We must remain radically open to new ideas. And we must preserve and promote the systems by which it is possible to share, collaborate, and investigate. The future depends on it!” 

Meanwhile museums and institutions are required to break all kinds of filters and bubbles to make relevant programming to engage the public otherwise they lose their audience, and die as a community resource and cultural institution. This is why artists such as Olafur Eliasson have become so popular: if his work is in a museum it actually doesn’t function unless a participant is roaming around within or around it. Similarly museums have tried to make the audience the curator by posting new descriptions of famous artworks written by museum goers (see Tate Britain for basic examples). Engaging diverse communities is no small task – audiences are more distracted than ever, and would like everything (including meaning of an artwork) to come immediately.
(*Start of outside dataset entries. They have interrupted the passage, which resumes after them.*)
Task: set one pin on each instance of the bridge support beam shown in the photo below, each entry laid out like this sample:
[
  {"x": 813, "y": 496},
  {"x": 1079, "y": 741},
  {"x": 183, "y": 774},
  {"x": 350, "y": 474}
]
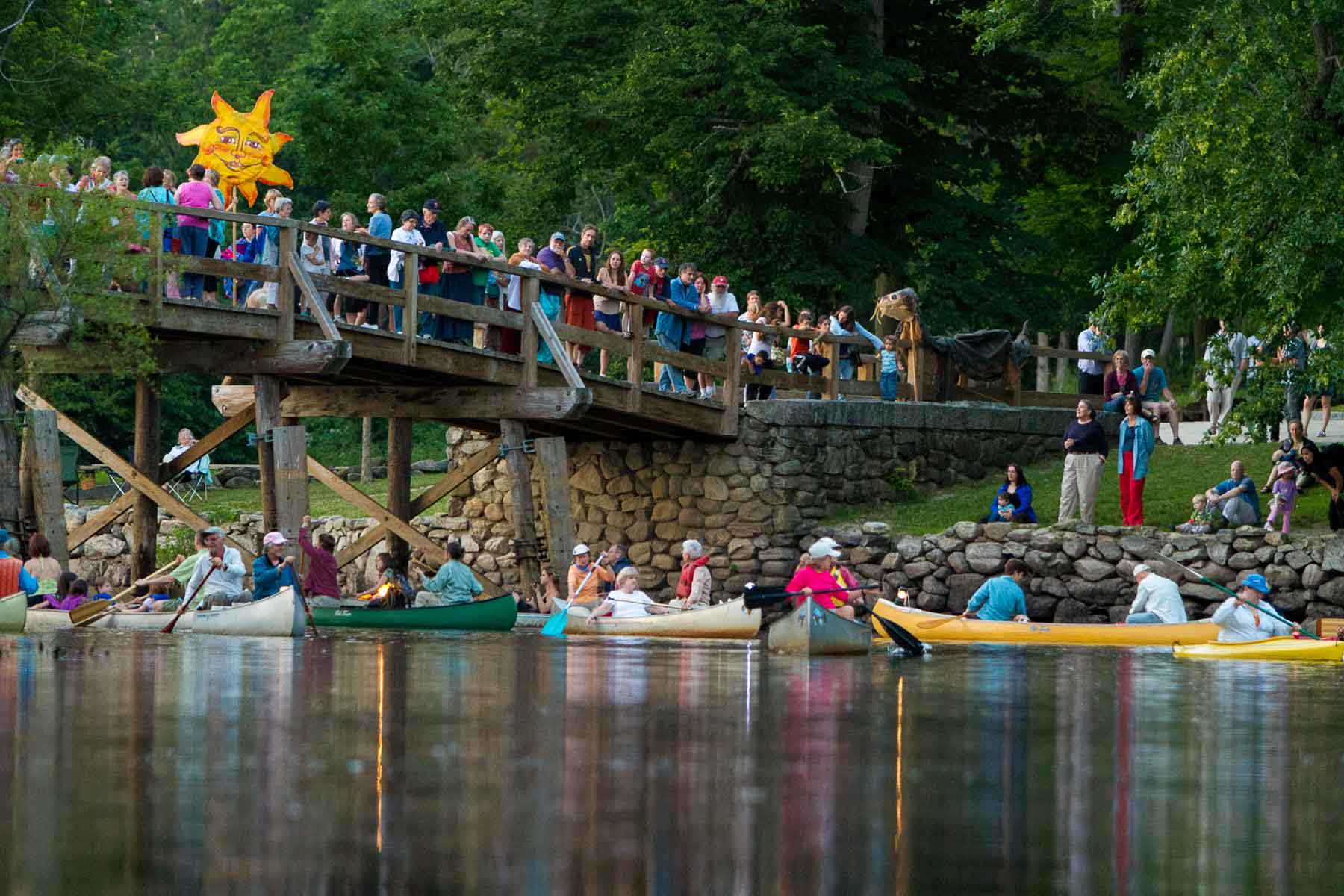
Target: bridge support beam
[
  {"x": 399, "y": 482},
  {"x": 524, "y": 511},
  {"x": 144, "y": 544},
  {"x": 559, "y": 512}
]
So why this change in art consumption? Why the need to explicitly call something “participation” or “engagement”? Bear with me here on this limb …I think it has to do with the light bulb. Years ago in the theater, before the invention of stage lighting in 1816, the theater going experience was highly interactive and lit up. You would never simply sit back and watch the show, you were frequently participating whether it was through loud chants, booing, tomato throwing or whatever. You simply participated. Then there was lighting, first gas lighting then the lightbulb. Theaters began to have fully functioning lights on the stage, and on the audience which would be dimmed for each show. So at this time the audience was put in the dark. No interaction, just a passive experience of watching and quiet contemplation. This quiet contemplation carried itself to the visual arts, though there was far more vitriol and commotion in criticism then then there ever is now. So one could say the audience has been in the dark for almost 200 years. Only in the past say 15-20 years has there been an acceleration of involvement and while audience members still sit in the dark in theaters, their visibility on social media is vibrant and bright. So all art institutions (for-profit or non-profit) and artists are now needing to consider more thoughtfully the audience, hence the mutation of art happenings into “social practice”. And social media, and so on.

I hope art is having a full swing soon into art that disrupts, that jolts you out of your usual, that reminds you of the beauty that is. It can only do this with 1. an audience, and 2. something strong to pierce the bubbles.

If you do live in the California area the Open Engagement Conference is free and open to the public – you should go! Keynote speaker is Angela Davis(!!) and the artists need you to make their art come alive.